Introducing Amalgamatic

“Search!” by Jeffrey Beall licensed CC BY-ND 2.0

Academic libraries offer many resources, but users cannot be expected to search in, say, a half dozen different interfaces to find what they’re looking for. So academic libraries typically offer federated search.

Sometimes, a solution is purchased. Many libraries, for example, use 360 Search.

Here at UCSF, we are among the libraries that have built our own federated search. Twice.

There are (at least) three ways to pull data out of other resources in real time.

  1. Cool, they have an API for that!
    This almost never happens.

  2. I will screen-scrape the #*%!?@ out of your website!
    This is by far the most common scenario.

  3. Web New-dot-Oh: It’s full of JavaScript that injects the content.
    An edge case, but one that is becoming more important all the time. Make friends with PhantomJS to scrape these sites.

When trying to implement these solutions, a common scenario is to build your screen-scraping federated search tool with traditional server-side languages like Java or PHP.

These strategies and technologies bring with them pitfalls to be avoided. Recompiling your WAR every time one of your target systems modifies their HTML layout, anyone?

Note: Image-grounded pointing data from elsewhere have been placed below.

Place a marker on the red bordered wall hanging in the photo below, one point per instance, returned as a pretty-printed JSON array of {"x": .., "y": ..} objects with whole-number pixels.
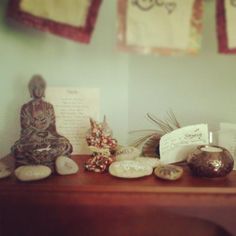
[
  {"x": 222, "y": 25},
  {"x": 46, "y": 17}
]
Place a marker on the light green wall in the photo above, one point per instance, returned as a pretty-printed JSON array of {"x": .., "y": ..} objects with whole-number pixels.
[
  {"x": 198, "y": 89},
  {"x": 24, "y": 52}
]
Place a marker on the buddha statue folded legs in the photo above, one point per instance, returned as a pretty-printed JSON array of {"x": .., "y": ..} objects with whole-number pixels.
[{"x": 40, "y": 142}]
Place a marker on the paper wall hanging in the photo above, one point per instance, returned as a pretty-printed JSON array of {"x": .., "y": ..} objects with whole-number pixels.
[
  {"x": 72, "y": 19},
  {"x": 160, "y": 27},
  {"x": 226, "y": 27}
]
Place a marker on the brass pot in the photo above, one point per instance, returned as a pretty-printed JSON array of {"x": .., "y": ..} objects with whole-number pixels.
[{"x": 210, "y": 161}]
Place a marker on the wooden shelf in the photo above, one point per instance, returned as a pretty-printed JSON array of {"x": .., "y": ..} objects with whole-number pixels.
[{"x": 93, "y": 198}]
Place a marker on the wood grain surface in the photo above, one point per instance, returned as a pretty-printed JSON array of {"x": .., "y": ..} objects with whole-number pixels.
[{"x": 100, "y": 204}]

Here’s another pitfall: Our group built a solution years ago (our first one) that is implemented in Drupal with no external facing API. So, if I want to experiment with a different results interface, I need to write it in Drupal. This tight coupling prevents experimentation with other technologies or things that don’t fit neatly into the Drupal paradigm.

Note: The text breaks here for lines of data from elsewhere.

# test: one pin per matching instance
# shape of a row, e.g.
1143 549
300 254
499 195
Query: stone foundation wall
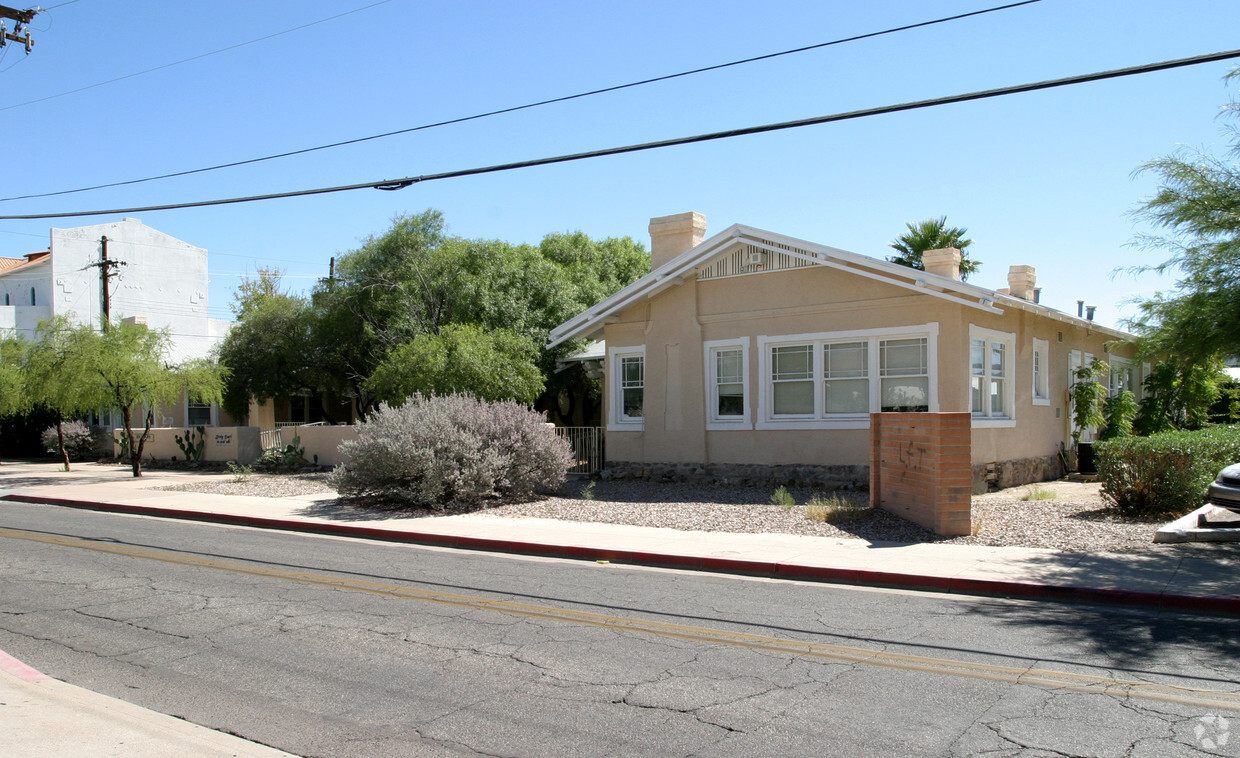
1002 474
828 477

A lot of the pitfalls can be avoided by following sound software architecture principles. But one thing should be uncontroversial:

No programming language has a more robust and widely-understood set of conventions and tools for processing blobs of HTML than JavaScript.

So how about building your federated search server using Node.js? Or maybe even take it a step further and just let your user’s browser execute the federated search entirely by itself, no need to talk to your server! If it’s all just JavaScript, why not?

That is our approach this second time around.

First, we wrote a pluggable, extensible federated search tool called Amalgamatic.

Second, we wrote the plugins that we needed to search the resources we were interested in:

In the course of writing these plugins, we used all three of the techniques described above (API, scraping HTML, and using a headless browser to get JavaScript-generated content).

Third, we used Amalgamatic to expose federated search on our API server. (source code)

Fourth, we set up a prototype search interface to use that API. (source code)

Lastly, because we could, we used Browserify to create a demo showing how to use Amalgamatic so that all the retrieval and processing happens in the browser—no need for an intermediary API or search server! (source code)

I hope others find this work useful. Use Amalgamatic, ask questions, file issues for bugs or feature requests, and write and publish your own plugins.

(Or tell me about your project that already does this better and I need to fold up shop or at least steal all your ideas.)

While I’m at it with the small-text thing, here’s a caveat on the Browserify-ed version: The one thing the browser couldn’t do was launch the PhantomJS headless browser for scraping sites that depend on JavaScript execution to display results. Fortunately for us, that was needed in the LibGuides plugin only. And LibGuides offers an API, so if we really wanted LibGuides results, we could use the API. We initially implemented it that way, actually, but found that the API results differed from the LibGuides search page results. We thought that might be confusing to users, so we went with PhantomJS-assisted scraping.